I can’t help harboring a certain callousness here.  By the grace of God, I managed to crawl through Hell and back when I was the same age as these drama queens, and my isolation was several exponents more intense than theirs.  No one cried for me, and I sought no one’s tears.  In fact, being noticed in such a state would have disgusted me—with myself most of all, but perhaps a little with the Good Samaritan who offered consolation.  I’m not saying that my sentiments were healthy ones; I’m saying that I cannot recognize the youth that I was then in the young people I see today.

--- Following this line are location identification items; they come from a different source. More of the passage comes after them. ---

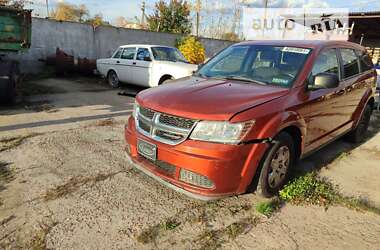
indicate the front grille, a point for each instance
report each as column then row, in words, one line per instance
column 168, row 135
column 176, row 121
column 147, row 113
column 162, row 127
column 162, row 165
column 144, row 126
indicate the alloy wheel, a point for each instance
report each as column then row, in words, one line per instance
column 279, row 166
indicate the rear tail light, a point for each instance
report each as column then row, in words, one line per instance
column 195, row 179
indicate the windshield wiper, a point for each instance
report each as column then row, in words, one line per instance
column 243, row 79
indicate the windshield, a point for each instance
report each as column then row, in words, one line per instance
column 257, row 63
column 168, row 54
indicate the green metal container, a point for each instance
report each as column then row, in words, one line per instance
column 15, row 29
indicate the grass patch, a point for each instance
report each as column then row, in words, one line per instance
column 267, row 208
column 312, row 189
column 151, row 234
column 74, row 184
column 41, row 107
column 106, row 122
column 31, row 88
column 213, row 239
column 38, row 242
column 240, row 227
column 12, row 142
column 309, row 189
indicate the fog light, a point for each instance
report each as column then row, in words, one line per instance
column 128, row 149
column 195, row 179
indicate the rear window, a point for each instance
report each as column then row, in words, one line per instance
column 128, row 53
column 350, row 62
column 118, row 53
column 365, row 61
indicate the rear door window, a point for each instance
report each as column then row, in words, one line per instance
column 128, row 53
column 142, row 53
column 326, row 62
column 365, row 61
column 350, row 63
column 117, row 53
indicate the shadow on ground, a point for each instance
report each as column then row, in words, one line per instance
column 336, row 149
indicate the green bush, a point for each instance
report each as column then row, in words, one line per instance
column 267, row 208
column 310, row 189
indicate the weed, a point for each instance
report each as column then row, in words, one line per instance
column 312, row 189
column 309, row 189
column 30, row 88
column 343, row 155
column 209, row 240
column 12, row 142
column 170, row 224
column 237, row 208
column 240, row 227
column 213, row 239
column 267, row 208
column 106, row 122
column 151, row 233
column 73, row 185
column 38, row 241
column 41, row 107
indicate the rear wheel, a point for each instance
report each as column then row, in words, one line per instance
column 276, row 165
column 358, row 134
column 113, row 79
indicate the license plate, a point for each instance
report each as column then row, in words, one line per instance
column 147, row 149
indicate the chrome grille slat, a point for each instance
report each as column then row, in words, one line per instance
column 162, row 127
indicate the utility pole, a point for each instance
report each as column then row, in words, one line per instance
column 198, row 10
column 265, row 16
column 47, row 8
column 142, row 21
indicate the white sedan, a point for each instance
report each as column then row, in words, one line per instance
column 144, row 65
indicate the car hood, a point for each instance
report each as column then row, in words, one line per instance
column 207, row 99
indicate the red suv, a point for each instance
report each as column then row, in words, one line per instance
column 249, row 114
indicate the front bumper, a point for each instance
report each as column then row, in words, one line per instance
column 229, row 167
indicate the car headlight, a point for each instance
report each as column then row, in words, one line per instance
column 221, row 132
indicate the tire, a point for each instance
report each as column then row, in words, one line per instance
column 113, row 79
column 358, row 134
column 276, row 165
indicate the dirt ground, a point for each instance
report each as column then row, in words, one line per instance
column 65, row 184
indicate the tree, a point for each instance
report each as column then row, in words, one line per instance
column 97, row 20
column 192, row 49
column 13, row 3
column 82, row 12
column 69, row 12
column 171, row 17
column 230, row 36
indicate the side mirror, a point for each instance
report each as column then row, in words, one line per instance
column 324, row 81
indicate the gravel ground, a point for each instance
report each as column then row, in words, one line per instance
column 70, row 187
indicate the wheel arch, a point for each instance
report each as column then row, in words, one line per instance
column 294, row 125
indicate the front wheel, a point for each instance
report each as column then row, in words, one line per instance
column 113, row 79
column 276, row 165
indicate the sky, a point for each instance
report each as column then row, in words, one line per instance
column 111, row 9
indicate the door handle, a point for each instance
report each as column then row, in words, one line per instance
column 341, row 92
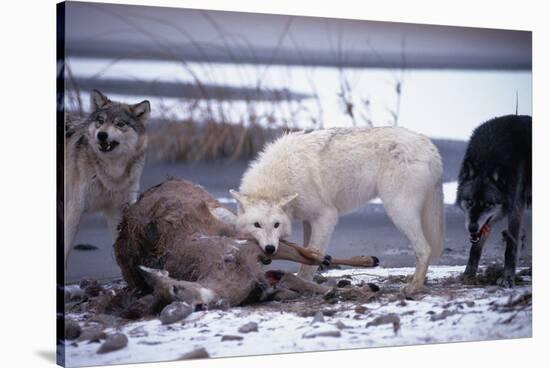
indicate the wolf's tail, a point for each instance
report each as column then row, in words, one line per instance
column 433, row 221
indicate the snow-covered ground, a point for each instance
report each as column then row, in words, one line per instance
column 447, row 311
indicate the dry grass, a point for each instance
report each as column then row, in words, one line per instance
column 185, row 141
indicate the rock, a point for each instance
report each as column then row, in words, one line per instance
column 401, row 303
column 92, row 288
column 314, row 334
column 320, row 279
column 92, row 334
column 249, row 327
column 72, row 329
column 387, row 319
column 74, row 295
column 343, row 283
column 341, row 325
column 329, row 312
column 199, row 353
column 360, row 309
column 113, row 342
column 231, row 338
column 174, row 312
column 107, row 320
column 318, row 317
column 440, row 316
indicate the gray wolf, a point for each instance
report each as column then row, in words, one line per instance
column 494, row 182
column 315, row 177
column 104, row 158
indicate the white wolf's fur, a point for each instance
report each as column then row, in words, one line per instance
column 317, row 176
column 97, row 181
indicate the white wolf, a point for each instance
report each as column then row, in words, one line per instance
column 104, row 158
column 317, row 176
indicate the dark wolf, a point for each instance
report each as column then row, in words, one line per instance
column 495, row 183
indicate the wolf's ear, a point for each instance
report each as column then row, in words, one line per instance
column 141, row 111
column 152, row 276
column 242, row 202
column 495, row 176
column 468, row 170
column 98, row 100
column 287, row 199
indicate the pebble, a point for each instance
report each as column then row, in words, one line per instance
column 232, row 338
column 360, row 309
column 312, row 335
column 92, row 334
column 113, row 342
column 249, row 327
column 72, row 329
column 341, row 325
column 438, row 317
column 199, row 353
column 386, row 319
column 319, row 318
column 343, row 283
column 174, row 312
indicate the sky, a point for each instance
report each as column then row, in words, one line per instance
column 439, row 103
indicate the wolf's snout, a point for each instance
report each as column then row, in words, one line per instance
column 102, row 136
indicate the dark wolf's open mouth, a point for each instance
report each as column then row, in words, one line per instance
column 107, row 146
column 482, row 233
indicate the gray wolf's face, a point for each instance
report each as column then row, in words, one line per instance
column 482, row 203
column 267, row 221
column 116, row 128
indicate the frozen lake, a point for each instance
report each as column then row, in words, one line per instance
column 439, row 103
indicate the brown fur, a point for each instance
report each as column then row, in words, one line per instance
column 171, row 228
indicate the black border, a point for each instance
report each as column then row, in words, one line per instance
column 60, row 183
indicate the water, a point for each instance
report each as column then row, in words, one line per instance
column 439, row 103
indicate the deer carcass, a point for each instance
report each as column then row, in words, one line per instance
column 179, row 243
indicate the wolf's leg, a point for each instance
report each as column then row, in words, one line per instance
column 405, row 212
column 511, row 237
column 114, row 216
column 74, row 209
column 473, row 259
column 306, row 227
column 321, row 231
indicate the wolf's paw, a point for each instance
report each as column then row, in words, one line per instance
column 412, row 289
column 506, row 282
column 468, row 278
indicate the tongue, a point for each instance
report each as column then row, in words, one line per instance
column 485, row 230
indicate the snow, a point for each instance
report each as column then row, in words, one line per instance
column 473, row 313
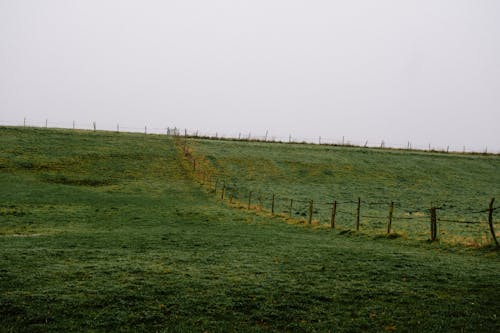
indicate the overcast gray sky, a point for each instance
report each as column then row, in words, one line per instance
column 425, row 71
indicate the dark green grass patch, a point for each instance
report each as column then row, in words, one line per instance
column 153, row 252
column 460, row 185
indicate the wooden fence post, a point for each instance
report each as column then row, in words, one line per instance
column 358, row 214
column 433, row 224
column 272, row 205
column 223, row 191
column 311, row 208
column 389, row 222
column 490, row 222
column 334, row 212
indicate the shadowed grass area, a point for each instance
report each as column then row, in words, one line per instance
column 148, row 250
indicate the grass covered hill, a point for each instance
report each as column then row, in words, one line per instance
column 109, row 232
column 460, row 185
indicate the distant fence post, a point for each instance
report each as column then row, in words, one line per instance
column 490, row 222
column 311, row 208
column 272, row 205
column 223, row 191
column 389, row 222
column 334, row 212
column 433, row 224
column 358, row 214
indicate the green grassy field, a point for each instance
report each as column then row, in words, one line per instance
column 461, row 185
column 108, row 232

Something else I might note along the same lines: my distress was fundamentally rooted in the collapse of every traditional value—courage, honor, honesty, self-sacrifice, humility—that I observed proceeding apace all around me.  Romantic love and torrid sexual adventures were indistinguishable; attention to personal grooming lest one inflict discomfort on one’s neighbors was considered a sell-out to bourgeois hypocrisy; plangent insistence that one’s selfish needs be served did not seem to stir any accompanying sense of shame.  I could see no open path to being a young man of honor and principle in the era of Woodstock, reefers, and shack-ups.

In contrast, I see today’s vulnerable youth as hitting rock-bottom when they fail to catch onto the coattails of some bypassing trend.  For a while, having too few friends on Facebook—or getting lit up by one of them in a posted comment—was clear grounds for hara kiri.  Maybe it still is… but my hunch is that the angst has largely shifted to “social media” venues like Instagram about which I know nothing.  The problem now isn’t that there are no more Mohicans and the ways of a past you worshiped are all desecrated; it’s that you can’t acquire enough feathers in time to join the latest tribe.

Suicide is suicide: no wanton waste of a life is ever trivial.  But at least the battle I fought was one to exist as an honest, adult human in an evolving world of counterfeit, vulgarity, and even bestiality.  I don’t see these distressed kids around me as being in the least concerned about claiming an identity in God as the toxic swill of the world soils their shoes: they simply seem to want to be Bubble Number 89 in the malodorous froth.

And, yeah, that gets me depressed, to this very day and hour.  If you can’t even have the dignity and sense to feel blue about something worth worrying about, then you’re not evidence of a social trajectory that would inspire optimism in a thoughtful person.